Ci sarebbero dei colpevoli che hanno agito sui sistemi di sicurezza per evitare la corretta manutenzione
La tragedia che ha coinvolto i passeggeri della funivia di Stresa, che domenica scorsa è precipitata schiantandosi al suolo, avrebbe una motivazione ben precisa: una “forchetta” o “forchettone”, ovvero un divaricatore aggiunto che impediva al freno di emergenza di entrare in funzione.
Ma come è possibile che questa forchetta fosse stata inserita? La risposta non è tardata ad arrivare con l’ammissione da parte dei responsabili e dopo una notte di interrogatori serrati e drammatici, a quanto si apprende dalle fonti ufficiali. Ci sarebbero tre responsabili principali, un ingegnere, un capo operativo e il gestore della funivia, Luigi Nerini, che alla fine degli interrogatori hanno “ammesso” la propria responsabilità per l’incidente alla funivia del Mottarone, come spiega il comandante provinciale dei carabinieri di Verbania, tenente colonnello Alberto Cicognani. “Il freno non è stato attivato volontariamente? Sì, sì, lo hanno ammesso”, dice l’ufficiale dell’Arma su Rai Tre. “C’erano malfunzionamenti nella funivia, è stata chiamata la manutenzione, che non ha risolto il problema, o lo ha risolto solo in parte. Per evitare ulteriori interruzioni del servizio, hanno scelto di lasciare la ‘forchetta’, che impedisce al freno d’emergenza di entrare in funzione”. I tre responsabili ora sono in stato di fermo disposto dal procuratore della Repubblica di Verbania, Olimpia Bossi, che con il pm Laura Carrera coordinano le indagini dei carabinieri. Nei confronti dei tre fermati è stato raccolto quello che il procuratore Olimpia Bossi definisce “un quadro fortemente indiziario”.
L’analisi dei reperti ha infatti permesso di accertare che il ‘forchettone’, ovvero il divaricatore che tiene distanti le ganasce dei freni che dovrebbero bloccare il cavo portante in caso di rottura del cavo trainane, non è stato rimosso. Un “gesto materialmente consapevole”, per “evitare disservizi e blocchi della funivia”, che da quando aveva ripreso servizio, presentava “anomalie”. Pare che da quando era ritornata in funzione, da circa un mese dopo l’anno di blocco a causa del Covid, la funivia aveva subito diversi disservizi per i quali erano stati necessari gli interventi tecnici, uno degli ultimi, il 3 maggio scorso, quando per evitare ulteriori interventi “si è pensato di rimediare” disattivando il sistema di sicurezza, “nella convinzione che mai si sarebbe potuto verificare una rottura del cavo, si è corso il rischio che ha purtroppo poi determinato l’esito fatale”, sottolinea il magistrato, che parla di “uno sviluppo consequenziale, molto grave e inquietante, agli accertamenti svolti”. Le indagini non sono ancora concluse, la procura di Verbania intende infatti “valutare eventuali posizioni di altre persone”.
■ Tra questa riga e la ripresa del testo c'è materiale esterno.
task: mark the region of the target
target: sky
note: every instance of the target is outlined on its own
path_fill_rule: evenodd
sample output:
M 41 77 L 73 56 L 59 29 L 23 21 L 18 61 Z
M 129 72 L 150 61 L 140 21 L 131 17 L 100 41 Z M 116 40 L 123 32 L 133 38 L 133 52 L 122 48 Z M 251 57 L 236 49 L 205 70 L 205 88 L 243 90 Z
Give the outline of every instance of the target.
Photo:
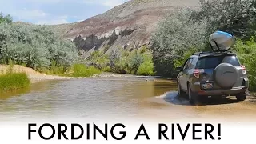
M 54 25 L 102 14 L 128 0 L 0 0 L 0 12 L 14 22 Z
Nella tragedia sono decedute ben 14 persone, quasi tutti i passeggeri del vagone della funivia, mentre rimane ancora speranza per l’unico superstite, il piccolo Eitan, 5 anni, ancora in prognosi riservata, ma per il quale è iniziato il processo di risveglio all’ospedale infantile Regina Margherita. Il bimbo, dopo una serie di interventi subiti lo stesso giorno dell’incidente, adesso è stabile e sembra esserci ottimismo tra i medici. Pare che il bambino fosse stato riparato dall’abbraccio del padre morto insieme alla mamma e al fratellino più piccolo.